At the time of writing, “DDIA” is the number 1 best seller on Amazon in the category “Data Modeling & Design”. In the book, the author, Martin Kleppmann covers the architecture of a broad range of databases and distributed data processing systems that are essential knowledge for engineers that want to to develop distributed, scalable modern applications that process huge amount of data.

Data Intensive applications

Data-intensive means that the application is bounded by the amount of data, its complexity, and the speed at which the data is changing. This is opposed to compute-intensive application which are bounded by the amount of raw CPU power available.

Data-intensive applications are usually built from standard building blocks. These blocks have been defined empirically over a long period of time. These blocks are:

Databases: for medium and long term data storage.
Caches: for speeding up reads and remembering the result of expensive operations for short term.
Search indexes: to search and filter data in various ways, efficiently.
Stream processing: for sending data to another process to be handles asynchronously.
Batch processing: for periodically processing a large amount of accumulated data.

However each of this blocks can be implemented in many different ways and most of the time an implementation can fall in more than one category. Therefore we need a more granular way to categorize data systems and we can use the non-functional requirements that we want from the system that ultimately we want to design:

Reliability
Scalability
Maintainability

Reliability

Reliable means that the system should work correctly (performing the correct function at the desired level of performance) even in faces of errors.

Errors can be caused by hardware (power outages, hard disk failures, network partitioning, etc.), by software (code bugs, exhaustion of resources, cascading faults), or by the humans that operate those systems.

Hardware errors can be reduced by adding redundancy, ex. backup generators, RAID systems, multiple network connections.

Software errors can be reduced with testing, behavior monitoring, process isolation.

Human errors can be reduced with sandboxes (i.e. non-production environments), gradual roll outs and fast roll backs, telemetry, training.

Scalability

As the system grows in data volume, traffic volume, or complexity there should be reasonable ways to handle that growth.

Growth can happen on many axis such as number of concurrent users, volume of information processed, number of read and writes, or something else. These factors depends on the architecture of the system and they ultimately affect its load.

Once these load factors have been identified we can define how their changes affect the performances of the system, again which performances we care about depends on the nature of the system. Examples of performance metrics are throughput, latency, or response time.

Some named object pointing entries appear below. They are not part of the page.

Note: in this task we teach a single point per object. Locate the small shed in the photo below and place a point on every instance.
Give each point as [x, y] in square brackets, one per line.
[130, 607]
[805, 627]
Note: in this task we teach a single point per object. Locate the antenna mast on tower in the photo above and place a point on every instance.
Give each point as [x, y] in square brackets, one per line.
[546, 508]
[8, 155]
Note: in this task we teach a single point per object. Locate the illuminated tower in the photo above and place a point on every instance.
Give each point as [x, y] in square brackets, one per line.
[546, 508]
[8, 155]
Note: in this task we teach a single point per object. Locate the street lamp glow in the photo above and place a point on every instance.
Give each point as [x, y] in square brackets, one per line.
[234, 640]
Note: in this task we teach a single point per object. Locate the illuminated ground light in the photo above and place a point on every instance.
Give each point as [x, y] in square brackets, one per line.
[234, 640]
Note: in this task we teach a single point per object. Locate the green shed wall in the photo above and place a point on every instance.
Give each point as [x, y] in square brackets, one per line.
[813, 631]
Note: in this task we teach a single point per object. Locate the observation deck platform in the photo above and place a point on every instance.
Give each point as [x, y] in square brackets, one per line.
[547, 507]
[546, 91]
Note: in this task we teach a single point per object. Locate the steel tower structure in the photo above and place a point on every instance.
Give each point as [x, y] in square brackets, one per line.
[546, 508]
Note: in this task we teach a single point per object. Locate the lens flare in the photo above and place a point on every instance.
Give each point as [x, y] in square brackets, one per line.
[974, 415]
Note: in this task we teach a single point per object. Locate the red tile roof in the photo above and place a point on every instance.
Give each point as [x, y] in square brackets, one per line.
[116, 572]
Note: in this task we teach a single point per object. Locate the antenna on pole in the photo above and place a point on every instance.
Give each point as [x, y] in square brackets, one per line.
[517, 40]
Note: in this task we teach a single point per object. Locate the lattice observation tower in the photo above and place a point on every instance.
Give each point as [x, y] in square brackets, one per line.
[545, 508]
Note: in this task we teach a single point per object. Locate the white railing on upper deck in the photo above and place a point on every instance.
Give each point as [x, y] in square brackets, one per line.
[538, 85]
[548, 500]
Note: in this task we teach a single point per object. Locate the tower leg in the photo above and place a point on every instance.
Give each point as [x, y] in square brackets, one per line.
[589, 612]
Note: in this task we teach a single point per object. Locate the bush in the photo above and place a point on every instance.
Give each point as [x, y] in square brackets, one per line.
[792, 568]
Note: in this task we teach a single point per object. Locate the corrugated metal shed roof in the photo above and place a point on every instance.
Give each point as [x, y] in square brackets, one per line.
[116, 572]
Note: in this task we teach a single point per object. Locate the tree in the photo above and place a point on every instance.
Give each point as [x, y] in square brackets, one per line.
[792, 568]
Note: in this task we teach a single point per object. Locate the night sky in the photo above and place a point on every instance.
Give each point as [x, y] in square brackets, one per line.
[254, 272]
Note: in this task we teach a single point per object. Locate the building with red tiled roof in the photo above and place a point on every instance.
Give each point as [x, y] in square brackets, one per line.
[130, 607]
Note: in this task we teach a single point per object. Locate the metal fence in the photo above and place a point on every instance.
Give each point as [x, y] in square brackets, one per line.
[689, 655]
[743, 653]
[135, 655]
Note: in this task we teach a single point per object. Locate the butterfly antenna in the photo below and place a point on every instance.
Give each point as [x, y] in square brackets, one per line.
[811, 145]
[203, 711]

When reporting on performance metrics it is common to use the average. However it is usually better to use percentiles (such as the median) because they tells how many users actually experience that performance. Also by looking at the higher percentiles you can see how bad your outliers are.

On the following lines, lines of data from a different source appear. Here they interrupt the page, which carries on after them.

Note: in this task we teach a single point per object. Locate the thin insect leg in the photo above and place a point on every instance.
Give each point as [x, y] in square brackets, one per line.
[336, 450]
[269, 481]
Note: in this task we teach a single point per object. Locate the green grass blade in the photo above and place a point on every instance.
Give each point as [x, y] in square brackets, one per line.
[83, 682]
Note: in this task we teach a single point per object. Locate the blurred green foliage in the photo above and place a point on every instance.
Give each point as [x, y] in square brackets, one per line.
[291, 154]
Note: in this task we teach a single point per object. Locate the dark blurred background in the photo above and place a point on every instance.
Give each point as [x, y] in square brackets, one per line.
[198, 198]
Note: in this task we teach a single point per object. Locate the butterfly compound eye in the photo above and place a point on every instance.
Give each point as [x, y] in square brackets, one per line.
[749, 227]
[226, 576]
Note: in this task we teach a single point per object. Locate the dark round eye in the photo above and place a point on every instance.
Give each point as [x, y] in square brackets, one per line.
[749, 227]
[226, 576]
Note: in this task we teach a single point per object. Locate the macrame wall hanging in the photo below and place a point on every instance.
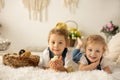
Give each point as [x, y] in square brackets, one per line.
[2, 3]
[71, 4]
[37, 9]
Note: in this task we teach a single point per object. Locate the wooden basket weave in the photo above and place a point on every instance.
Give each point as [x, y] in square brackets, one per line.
[18, 61]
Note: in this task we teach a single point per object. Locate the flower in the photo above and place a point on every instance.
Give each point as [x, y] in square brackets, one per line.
[74, 33]
[110, 28]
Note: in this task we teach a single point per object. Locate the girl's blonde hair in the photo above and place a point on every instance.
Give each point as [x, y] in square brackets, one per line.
[60, 31]
[95, 39]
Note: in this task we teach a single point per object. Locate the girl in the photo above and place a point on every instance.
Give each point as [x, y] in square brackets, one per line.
[95, 48]
[57, 46]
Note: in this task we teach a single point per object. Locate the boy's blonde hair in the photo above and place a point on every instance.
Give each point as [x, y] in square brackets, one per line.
[95, 39]
[60, 31]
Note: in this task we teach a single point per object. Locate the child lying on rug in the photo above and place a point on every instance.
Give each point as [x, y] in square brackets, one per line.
[57, 46]
[95, 47]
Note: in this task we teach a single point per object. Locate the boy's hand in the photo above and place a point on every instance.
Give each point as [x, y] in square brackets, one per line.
[57, 64]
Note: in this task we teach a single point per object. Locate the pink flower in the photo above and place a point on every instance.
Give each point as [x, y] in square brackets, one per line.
[109, 25]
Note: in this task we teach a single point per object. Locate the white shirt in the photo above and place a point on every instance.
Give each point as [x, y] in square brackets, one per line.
[44, 61]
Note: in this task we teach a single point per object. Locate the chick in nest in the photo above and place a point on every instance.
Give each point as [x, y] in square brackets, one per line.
[24, 53]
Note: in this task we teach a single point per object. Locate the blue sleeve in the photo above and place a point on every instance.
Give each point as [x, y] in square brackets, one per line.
[76, 55]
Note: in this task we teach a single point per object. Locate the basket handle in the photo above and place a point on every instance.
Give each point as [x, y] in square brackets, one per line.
[71, 21]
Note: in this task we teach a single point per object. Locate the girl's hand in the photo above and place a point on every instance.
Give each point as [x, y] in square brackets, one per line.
[57, 64]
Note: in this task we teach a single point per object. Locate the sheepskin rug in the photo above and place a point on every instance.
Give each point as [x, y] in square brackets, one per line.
[36, 73]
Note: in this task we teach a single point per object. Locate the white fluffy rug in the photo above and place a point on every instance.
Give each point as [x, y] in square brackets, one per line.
[32, 73]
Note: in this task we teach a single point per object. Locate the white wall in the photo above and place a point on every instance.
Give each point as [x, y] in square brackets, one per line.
[90, 16]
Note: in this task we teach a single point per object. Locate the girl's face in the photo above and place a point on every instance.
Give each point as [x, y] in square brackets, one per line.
[57, 44]
[94, 52]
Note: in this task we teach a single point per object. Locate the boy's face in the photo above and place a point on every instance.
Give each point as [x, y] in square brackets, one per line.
[57, 44]
[94, 52]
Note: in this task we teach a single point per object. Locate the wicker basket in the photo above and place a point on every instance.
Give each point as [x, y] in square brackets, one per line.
[14, 60]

Copying with load can be done in two ways: horizontal or vertical scaling. In reality you will most likely use a pragmatic mixture of the two approaches.

While distributing the stateless services across multiple machines is fairly straightforward, taking a stateful system from a single machine to a distributed model can introduce a lot of complexity. The architecture of systems that operate at large scale is usually highly specific to the application.

Maintainability

New people working on the system should be able to work on it productively either maintaining the current behavior or implementing new use cases.

Three design principles help when creating maintainable systems:

Operability: make it easy for the operations teams to keep the system running smoothly (health monitoring, debugging, capacity planning, establishing good practices for deployment and configuration, documentation, good defaults, predictable behavior).
Simplicity: make it easy for new engineers to understand the system, by removing complexity as much as possible (good abstractions, decoupling of components).
Evolvability: make it easy for engineers to make changes to the system in the future, adapting it for unanticipated use cases as requirements change (this is closely related to simplicity as easy to understands systems are usually easier to modify than complex ones).